In contrast, the ADVANCE study, has not shown any harm in its intensive treatment arm. In this trial, 11,140 high-risk patients with type 2 diabetes, were randomised to intensive (aiming for an HbA1C A1C level below 6.5) versus standard glucose lowering treatment. Patients in the intensive group started treatment with the sulphonylurea drug, gliclazide modified release, and then other drugs could be added.

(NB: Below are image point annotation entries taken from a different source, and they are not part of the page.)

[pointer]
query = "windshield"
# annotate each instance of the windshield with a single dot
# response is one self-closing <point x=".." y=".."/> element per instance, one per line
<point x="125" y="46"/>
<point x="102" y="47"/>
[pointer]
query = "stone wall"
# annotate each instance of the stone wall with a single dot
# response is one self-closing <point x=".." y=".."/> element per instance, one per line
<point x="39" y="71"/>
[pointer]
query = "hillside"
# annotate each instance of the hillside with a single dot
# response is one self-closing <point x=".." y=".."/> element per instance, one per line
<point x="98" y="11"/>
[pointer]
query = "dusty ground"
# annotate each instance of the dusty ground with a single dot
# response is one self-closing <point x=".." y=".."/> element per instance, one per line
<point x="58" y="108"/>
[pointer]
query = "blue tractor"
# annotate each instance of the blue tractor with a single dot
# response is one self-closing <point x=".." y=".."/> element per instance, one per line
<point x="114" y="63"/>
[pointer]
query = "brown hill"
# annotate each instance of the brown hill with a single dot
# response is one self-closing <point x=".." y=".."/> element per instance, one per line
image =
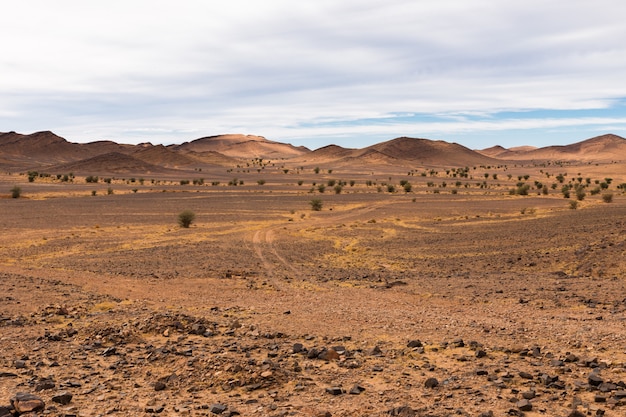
<point x="243" y="147"/>
<point x="109" y="163"/>
<point x="607" y="147"/>
<point x="430" y="152"/>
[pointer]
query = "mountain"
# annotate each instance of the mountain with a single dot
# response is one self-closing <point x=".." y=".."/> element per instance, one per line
<point x="243" y="147"/>
<point x="607" y="147"/>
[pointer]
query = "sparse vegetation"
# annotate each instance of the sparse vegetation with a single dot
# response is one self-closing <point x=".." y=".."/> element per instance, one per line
<point x="316" y="204"/>
<point x="16" y="192"/>
<point x="185" y="218"/>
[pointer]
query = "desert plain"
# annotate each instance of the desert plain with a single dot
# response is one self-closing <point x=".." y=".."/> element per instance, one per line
<point x="458" y="294"/>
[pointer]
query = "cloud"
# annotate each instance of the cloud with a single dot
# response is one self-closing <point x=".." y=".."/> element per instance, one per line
<point x="278" y="68"/>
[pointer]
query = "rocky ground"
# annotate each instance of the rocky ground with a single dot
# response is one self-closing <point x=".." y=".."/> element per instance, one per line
<point x="402" y="305"/>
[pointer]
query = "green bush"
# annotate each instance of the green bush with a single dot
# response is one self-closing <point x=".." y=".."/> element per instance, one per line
<point x="316" y="204"/>
<point x="185" y="218"/>
<point x="16" y="192"/>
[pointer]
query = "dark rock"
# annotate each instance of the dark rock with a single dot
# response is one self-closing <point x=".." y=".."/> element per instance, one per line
<point x="414" y="343"/>
<point x="524" y="405"/>
<point x="62" y="398"/>
<point x="356" y="390"/>
<point x="594" y="379"/>
<point x="334" y="390"/>
<point x="403" y="411"/>
<point x="44" y="384"/>
<point x="218" y="408"/>
<point x="24" y="402"/>
<point x="5" y="412"/>
<point x="431" y="383"/>
<point x="375" y="351"/>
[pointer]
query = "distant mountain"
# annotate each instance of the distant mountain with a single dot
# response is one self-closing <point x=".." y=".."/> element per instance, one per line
<point x="405" y="151"/>
<point x="607" y="147"/>
<point x="243" y="147"/>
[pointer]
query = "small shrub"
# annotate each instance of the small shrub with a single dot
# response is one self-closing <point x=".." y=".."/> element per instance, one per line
<point x="185" y="218"/>
<point x="316" y="204"/>
<point x="16" y="192"/>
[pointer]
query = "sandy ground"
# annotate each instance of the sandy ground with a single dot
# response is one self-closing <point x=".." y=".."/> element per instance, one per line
<point x="514" y="305"/>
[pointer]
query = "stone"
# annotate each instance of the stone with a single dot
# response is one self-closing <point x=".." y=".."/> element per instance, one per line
<point x="356" y="389"/>
<point x="431" y="383"/>
<point x="24" y="402"/>
<point x="63" y="398"/>
<point x="524" y="405"/>
<point x="594" y="379"/>
<point x="414" y="343"/>
<point x="334" y="390"/>
<point x="218" y="408"/>
<point x="403" y="411"/>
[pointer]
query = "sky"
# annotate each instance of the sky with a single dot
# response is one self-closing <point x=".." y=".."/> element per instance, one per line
<point x="313" y="73"/>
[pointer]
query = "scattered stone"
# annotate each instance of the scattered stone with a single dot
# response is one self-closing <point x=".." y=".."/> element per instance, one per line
<point x="63" y="398"/>
<point x="403" y="411"/>
<point x="356" y="389"/>
<point x="334" y="390"/>
<point x="218" y="408"/>
<point x="414" y="343"/>
<point x="524" y="405"/>
<point x="431" y="383"/>
<point x="24" y="402"/>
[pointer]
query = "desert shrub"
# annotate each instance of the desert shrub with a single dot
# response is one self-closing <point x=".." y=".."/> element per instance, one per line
<point x="16" y="192"/>
<point x="185" y="218"/>
<point x="316" y="204"/>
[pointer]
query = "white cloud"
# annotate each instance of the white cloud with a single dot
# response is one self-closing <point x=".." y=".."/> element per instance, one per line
<point x="269" y="68"/>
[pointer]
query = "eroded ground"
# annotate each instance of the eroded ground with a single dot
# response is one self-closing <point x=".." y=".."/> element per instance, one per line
<point x="515" y="305"/>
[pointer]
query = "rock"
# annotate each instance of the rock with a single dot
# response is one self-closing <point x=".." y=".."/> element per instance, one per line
<point x="431" y="383"/>
<point x="403" y="411"/>
<point x="24" y="402"/>
<point x="218" y="408"/>
<point x="375" y="351"/>
<point x="414" y="343"/>
<point x="594" y="379"/>
<point x="62" y="398"/>
<point x="356" y="389"/>
<point x="524" y="405"/>
<point x="5" y="412"/>
<point x="334" y="390"/>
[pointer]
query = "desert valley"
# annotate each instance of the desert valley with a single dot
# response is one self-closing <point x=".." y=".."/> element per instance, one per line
<point x="409" y="278"/>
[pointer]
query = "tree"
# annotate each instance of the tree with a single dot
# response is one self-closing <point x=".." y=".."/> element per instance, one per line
<point x="185" y="218"/>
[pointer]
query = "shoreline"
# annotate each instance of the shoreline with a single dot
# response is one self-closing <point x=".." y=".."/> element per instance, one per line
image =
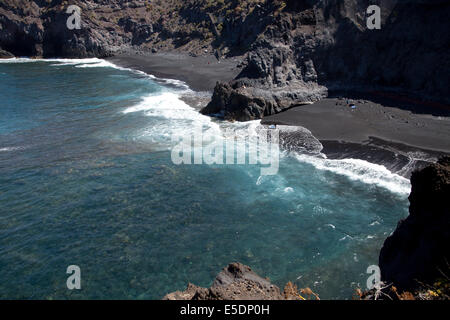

Chairman of the ADVANCE Data Monitoring and Safety Committee, Professor Rory Collins from the University of Oxford, said “The interim results from ADVANCE provide no confirmation of the adverse mortality trend reported from the ACCORD study”. He also noted that the ADVANCE interim results were based on more than twice as much data and similar levels of glucose control as in ACCORD.
ADVANCE principal investigator, Professor Stephen MacMahon (The George Institute for International Health in Sydney, Australia), stated that “Due to the unexpected report from the ACCORD trial, we felt it was in the public interest for us to ask our Data Monitoring and Safety Committee to make a statement as to whether the available data from ADVANCE provide any support for the suggestion that intensive blood glucose lowering may increase mortality”.
The ADVANCE investigators said the results are 99% complete, “so we are confident that the interim findings communicated here are a reliable guide to the final results”. Definitive results will be presented later this year.